She turned her newspaper articles into a book.

AFTER OUR FRIEND William died, we helped empty his house and put it on the market. His downstairs tenant was moving, and the pregnant cat that lived mostly under the house and on the street was left without a home.

It turned out no one wanted a pregnant cat — not the nearby Pets Unlimited, nor the SPCA, nor anybody else. So we took her home. Then she had 11 kittens — on 7/11, no less. This did not seem lucky, at least not for us, now with a dozen cats.

Although she was busy enough already, eating and nursing and grooming, again and again and again, we put her to work writing for the neighborhood newspaper. Her nametag — and byline — said simply Saralee. It turned out she was a talented writer with a gift for delicate phrasing and an eye for the wry detail.

“I’ve called this beautiful neighborhood home my entire life — more than two years now, although a proper lady never tells her age,” she began her first story.

These were not her first kittens. “A moment of ardor with an attentive tabby left me with eight kittens to tend — and me just a kitten myself,” she wrote. “No sooner had the kids left the nest than I was out the window again. A small partay with a cool gray long-haired tomcat and I soon found myself with nine little ones this time.”
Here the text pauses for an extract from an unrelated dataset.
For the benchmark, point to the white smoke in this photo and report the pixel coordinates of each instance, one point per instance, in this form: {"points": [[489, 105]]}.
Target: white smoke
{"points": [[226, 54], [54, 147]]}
A visit to the vet capped her prolific output at 28 kittens. Her stories in the New Fillmore made motherhood sound like a joy. “I have to say, this might be my most beautiful brood yet,” she wrote.

She told her story so well that all of her kittens found new homes — and, in the process, we became related by cat to many of our neighbors. Her kids would write on Mother’s Day and 7/11. It was a lucky day after all. Nearly everywhere we went — to a local restaurant, store, church or coffee shop — we’d get an update on Saralee’s kids.

She turned her stories into a book, available on Amazon. And she blossomed into a beautiful and classy Miss Lady, with a lipstick pink collar and heart-shaped nametag.

Saralee died on July 28 after a short illness. She will be missed by many in the neighborhood — and in the literary world.